On September 5th, the Santa Ana City Council authorized the filing and prosecution of receivership actions–the legal process of temporarily taking property from a landlord and placing it with a court-appointed receiver–against four owners of six unlicensed dispensary locations. The collectives the city is targeting are: Herbology 35 Cap, 20 Cap Collective, Sky High Holistic Collective, Elevated Dreams Collective, LOL and Wax On Wax.
Since 2015, Santa Ana’s targeted enforcement has shut down over 100 unlicensed, or “rogue,” shops in the city. But there are a handful that have refused to shut down, thus why the city is taking receivership actions against them. City governments typically use measures this extreme when an abandoned or substandard property has a history of non-compliance with code enforcement or when a property is a threat to health and safety.
The City’s staff report says the unlicensed cannabis shops create extreme health and safety hazards due to: Unpermitted electrical, mechanical, and ductwork; unpermitted partition walls; modifications to electrical panels, and unpaid fines. The report also adds that, despite previous enforcement actions, the operators and property owners of these collectives have refused to comply with the City’s regulations.
“With the voter-approved Measure BB [that was passed in] December 2014, we laid a foundation to regulate and tax 20 medical cannabis collectives,” says David Benavides, Santa Ana councilmember. “Since that time, we have been aggressively working towards putting an end to rogue dispensaries and their negative impacts on neighborhoods and local businesses.”
Although Measure BB dispensary owners would agree that the rogue collectives need to shut down (because they take patients, and therefore income, away from the licensed shops due to cheaper prices), that notion isn’t unanimous. “The behavior of city officials in regard to supporting their group of licensed dispensaries over people who’ve existed for a long period of time is outrageous,” says Matt Pappas, Orange County cannabis attorney who represents several shops under siege by the city, including Sky High. “These collectives pay state taxes, don’t rip off their patients and aren’t hazardous. What’s dangerous about them are the Santa Ana cops who raid these facilities. It’s simply pandering to see these people who have used bribes and other mechanisms to influence the political process in a way that is adverse to patients and adverse to what all of us should believe in as government. Government is not supposed to do that.”
But Pappas isn’t the only one who’s against the shut down. Orange County veterans who suffer from PTSD, like Kristoffer Lewandowski, or handicapped patients, like activist Marla James who lives every day in a wheelchair, depend on the unlicensed shops because of their lower prices and willingness to help those who genuinely need cannabis. The reality is that most real cannabis patients aren’t financially able to spend $50-$80 an eighth– the price most Measure BB shops charge for herb. (Plus, who would want to?)
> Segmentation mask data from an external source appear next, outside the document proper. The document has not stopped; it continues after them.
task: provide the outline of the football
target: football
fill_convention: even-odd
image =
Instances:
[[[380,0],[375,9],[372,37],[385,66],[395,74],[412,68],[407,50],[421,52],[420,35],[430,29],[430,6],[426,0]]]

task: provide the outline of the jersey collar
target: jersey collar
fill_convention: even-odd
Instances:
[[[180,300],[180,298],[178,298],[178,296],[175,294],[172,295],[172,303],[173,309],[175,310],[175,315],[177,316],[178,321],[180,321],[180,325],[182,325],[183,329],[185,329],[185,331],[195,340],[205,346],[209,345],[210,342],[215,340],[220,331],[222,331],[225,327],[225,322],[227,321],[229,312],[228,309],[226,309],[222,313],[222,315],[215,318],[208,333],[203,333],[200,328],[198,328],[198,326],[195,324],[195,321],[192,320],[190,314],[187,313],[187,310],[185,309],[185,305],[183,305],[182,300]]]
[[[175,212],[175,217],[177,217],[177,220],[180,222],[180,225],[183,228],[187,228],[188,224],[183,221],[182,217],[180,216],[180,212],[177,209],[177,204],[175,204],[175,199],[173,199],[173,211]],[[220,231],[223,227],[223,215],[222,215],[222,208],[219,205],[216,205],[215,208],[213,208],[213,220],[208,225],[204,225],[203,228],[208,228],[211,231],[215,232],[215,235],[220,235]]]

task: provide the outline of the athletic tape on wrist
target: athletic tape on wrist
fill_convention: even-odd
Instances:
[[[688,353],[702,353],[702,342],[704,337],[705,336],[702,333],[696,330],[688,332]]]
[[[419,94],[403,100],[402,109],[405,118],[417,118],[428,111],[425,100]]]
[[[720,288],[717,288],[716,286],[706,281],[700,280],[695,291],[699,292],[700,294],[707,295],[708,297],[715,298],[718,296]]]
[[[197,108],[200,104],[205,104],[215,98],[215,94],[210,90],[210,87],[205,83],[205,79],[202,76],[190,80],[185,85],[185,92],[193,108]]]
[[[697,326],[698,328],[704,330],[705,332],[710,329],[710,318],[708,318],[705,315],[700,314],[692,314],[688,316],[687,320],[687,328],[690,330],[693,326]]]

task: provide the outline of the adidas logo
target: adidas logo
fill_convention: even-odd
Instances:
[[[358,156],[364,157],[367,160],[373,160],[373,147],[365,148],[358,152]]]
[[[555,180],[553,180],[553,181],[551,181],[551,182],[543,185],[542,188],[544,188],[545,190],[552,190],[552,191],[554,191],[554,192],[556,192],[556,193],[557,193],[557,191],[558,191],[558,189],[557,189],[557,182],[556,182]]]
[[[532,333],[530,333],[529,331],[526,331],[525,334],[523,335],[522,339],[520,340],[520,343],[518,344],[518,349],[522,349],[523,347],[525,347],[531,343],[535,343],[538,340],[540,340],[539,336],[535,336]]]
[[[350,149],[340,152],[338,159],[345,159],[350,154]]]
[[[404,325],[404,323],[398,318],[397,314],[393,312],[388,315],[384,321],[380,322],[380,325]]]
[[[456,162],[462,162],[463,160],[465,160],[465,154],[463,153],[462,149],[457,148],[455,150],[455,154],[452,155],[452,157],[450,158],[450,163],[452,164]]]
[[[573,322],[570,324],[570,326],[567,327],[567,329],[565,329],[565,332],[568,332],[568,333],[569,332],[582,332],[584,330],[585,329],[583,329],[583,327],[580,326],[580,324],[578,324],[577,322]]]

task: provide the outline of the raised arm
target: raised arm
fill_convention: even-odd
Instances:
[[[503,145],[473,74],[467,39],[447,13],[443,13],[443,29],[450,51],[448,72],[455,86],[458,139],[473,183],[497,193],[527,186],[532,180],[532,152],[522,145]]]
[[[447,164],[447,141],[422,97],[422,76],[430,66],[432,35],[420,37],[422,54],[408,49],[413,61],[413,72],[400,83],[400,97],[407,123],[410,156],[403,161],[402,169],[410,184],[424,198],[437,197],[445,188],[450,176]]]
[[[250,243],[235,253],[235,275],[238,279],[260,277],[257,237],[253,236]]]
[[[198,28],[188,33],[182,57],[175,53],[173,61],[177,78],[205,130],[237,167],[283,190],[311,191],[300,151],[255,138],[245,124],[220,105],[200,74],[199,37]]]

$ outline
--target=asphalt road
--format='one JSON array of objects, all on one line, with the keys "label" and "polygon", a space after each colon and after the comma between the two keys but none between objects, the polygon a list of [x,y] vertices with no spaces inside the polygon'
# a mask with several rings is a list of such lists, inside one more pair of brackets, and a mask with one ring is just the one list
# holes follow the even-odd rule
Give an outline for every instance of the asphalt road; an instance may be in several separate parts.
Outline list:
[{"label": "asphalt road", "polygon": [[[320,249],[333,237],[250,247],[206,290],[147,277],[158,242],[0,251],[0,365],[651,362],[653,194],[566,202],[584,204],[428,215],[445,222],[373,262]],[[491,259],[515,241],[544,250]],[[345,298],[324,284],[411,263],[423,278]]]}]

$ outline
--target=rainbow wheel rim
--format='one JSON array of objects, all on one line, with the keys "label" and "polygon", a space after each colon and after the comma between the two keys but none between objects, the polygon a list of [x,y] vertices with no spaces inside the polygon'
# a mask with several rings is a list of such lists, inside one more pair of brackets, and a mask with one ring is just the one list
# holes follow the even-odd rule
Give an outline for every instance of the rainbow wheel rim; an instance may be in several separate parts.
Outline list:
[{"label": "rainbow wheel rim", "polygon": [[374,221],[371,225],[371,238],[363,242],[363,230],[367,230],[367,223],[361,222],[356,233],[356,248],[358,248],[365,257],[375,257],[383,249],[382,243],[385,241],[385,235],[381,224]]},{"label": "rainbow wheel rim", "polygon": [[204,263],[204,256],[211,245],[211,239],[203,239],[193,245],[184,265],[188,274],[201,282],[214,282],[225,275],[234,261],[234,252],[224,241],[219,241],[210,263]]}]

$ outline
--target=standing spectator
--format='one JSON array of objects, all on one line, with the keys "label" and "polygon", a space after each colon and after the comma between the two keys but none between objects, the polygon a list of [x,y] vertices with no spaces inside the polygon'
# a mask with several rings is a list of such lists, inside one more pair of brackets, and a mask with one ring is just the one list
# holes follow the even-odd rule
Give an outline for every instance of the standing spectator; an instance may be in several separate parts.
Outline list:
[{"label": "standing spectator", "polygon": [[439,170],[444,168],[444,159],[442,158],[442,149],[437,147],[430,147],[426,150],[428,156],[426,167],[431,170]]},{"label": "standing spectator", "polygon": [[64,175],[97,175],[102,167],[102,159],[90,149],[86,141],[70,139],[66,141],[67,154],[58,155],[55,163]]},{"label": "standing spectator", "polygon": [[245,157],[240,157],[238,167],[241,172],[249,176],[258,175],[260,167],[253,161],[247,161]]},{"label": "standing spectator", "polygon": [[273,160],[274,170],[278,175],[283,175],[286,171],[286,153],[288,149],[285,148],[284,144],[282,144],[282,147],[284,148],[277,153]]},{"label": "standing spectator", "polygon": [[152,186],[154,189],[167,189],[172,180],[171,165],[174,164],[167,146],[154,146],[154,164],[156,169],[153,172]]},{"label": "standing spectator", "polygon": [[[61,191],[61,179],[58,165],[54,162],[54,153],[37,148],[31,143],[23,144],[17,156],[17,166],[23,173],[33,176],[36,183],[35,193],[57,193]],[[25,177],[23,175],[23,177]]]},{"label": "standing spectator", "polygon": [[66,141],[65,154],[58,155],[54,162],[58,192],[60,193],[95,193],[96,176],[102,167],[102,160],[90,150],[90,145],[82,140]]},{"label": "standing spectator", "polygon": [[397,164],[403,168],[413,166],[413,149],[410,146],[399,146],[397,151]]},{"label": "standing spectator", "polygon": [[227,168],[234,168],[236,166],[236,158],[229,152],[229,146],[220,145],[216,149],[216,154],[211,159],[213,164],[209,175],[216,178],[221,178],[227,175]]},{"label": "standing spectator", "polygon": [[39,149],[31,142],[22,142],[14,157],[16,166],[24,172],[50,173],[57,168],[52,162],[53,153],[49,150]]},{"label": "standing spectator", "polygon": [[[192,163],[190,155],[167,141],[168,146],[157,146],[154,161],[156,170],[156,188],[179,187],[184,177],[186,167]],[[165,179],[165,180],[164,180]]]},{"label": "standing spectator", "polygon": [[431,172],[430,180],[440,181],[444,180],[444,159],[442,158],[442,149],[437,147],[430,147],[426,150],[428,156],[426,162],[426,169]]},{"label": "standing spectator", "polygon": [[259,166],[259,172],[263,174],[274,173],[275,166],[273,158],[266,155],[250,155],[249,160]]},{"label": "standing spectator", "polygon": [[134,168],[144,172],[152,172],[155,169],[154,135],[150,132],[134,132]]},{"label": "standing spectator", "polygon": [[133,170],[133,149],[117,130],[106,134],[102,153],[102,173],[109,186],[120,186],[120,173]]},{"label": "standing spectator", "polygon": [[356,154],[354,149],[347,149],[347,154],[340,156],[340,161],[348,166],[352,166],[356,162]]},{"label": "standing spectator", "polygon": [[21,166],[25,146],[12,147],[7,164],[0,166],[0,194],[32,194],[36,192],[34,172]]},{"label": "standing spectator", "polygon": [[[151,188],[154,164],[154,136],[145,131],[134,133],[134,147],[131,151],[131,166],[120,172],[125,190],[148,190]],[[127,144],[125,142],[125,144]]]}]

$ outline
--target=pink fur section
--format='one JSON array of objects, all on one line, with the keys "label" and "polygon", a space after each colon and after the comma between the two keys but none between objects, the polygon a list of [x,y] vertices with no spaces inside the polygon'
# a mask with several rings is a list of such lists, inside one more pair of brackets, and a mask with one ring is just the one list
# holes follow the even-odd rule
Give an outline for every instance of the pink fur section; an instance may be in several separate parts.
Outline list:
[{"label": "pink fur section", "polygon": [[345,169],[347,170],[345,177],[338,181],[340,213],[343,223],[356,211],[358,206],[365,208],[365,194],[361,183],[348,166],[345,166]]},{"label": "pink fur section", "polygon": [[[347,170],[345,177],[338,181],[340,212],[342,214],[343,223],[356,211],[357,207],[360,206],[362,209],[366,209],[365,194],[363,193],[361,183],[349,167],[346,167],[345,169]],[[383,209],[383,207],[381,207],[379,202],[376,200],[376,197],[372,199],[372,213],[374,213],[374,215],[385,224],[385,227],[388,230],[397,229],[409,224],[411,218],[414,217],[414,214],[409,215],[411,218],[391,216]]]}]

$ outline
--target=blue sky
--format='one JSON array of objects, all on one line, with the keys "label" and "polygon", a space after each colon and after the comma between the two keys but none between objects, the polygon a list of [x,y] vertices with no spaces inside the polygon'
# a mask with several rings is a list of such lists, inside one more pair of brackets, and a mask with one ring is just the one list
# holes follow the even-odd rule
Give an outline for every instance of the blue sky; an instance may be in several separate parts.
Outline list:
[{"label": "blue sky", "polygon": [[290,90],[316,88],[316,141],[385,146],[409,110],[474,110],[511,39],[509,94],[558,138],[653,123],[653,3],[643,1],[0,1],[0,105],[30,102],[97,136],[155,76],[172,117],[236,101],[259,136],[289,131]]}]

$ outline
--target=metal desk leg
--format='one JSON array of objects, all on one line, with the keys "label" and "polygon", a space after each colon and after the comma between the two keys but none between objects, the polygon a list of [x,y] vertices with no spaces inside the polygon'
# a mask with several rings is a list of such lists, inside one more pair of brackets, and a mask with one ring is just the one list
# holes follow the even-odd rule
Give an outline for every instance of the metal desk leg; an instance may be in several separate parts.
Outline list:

Santa Ana’s rogue shops have also provided a home to pro-cannabis groups, such as the Weed For Warriors Project (WFWP), allowing them to use their facilities for meet-ups. After the City shut down the Sanctuary earlier this year, the OC chapter of WFWP has since had difficulty finding a consistent location to hold their meetings. Most places–including the licensed dispensaries– don’t allow consumption on site, which is the essence of the WFWP: Veterans supporting the healing of other veterans through the use of cannabis.
With regard to the unlicensed shops, the City of Santa Ana views them through Reefer Madness lenses. Thus, an aggressive shut down like this is inevitable. In the past, however, when the City shut down a rogue, they’d open up again fairly quickly and in a new location. Will this happen again? “The continued existence of illegal marijuana dispensaries that operate in the city present significant challenges to the safety and quality of life in Santa Ana,” said Councilmember Juan Villegas. “However, the city’s multi-pronged enforcement efforts have resulted in an 84% reduction of illegal dispensaries in our community since the adoption of Measure BB.”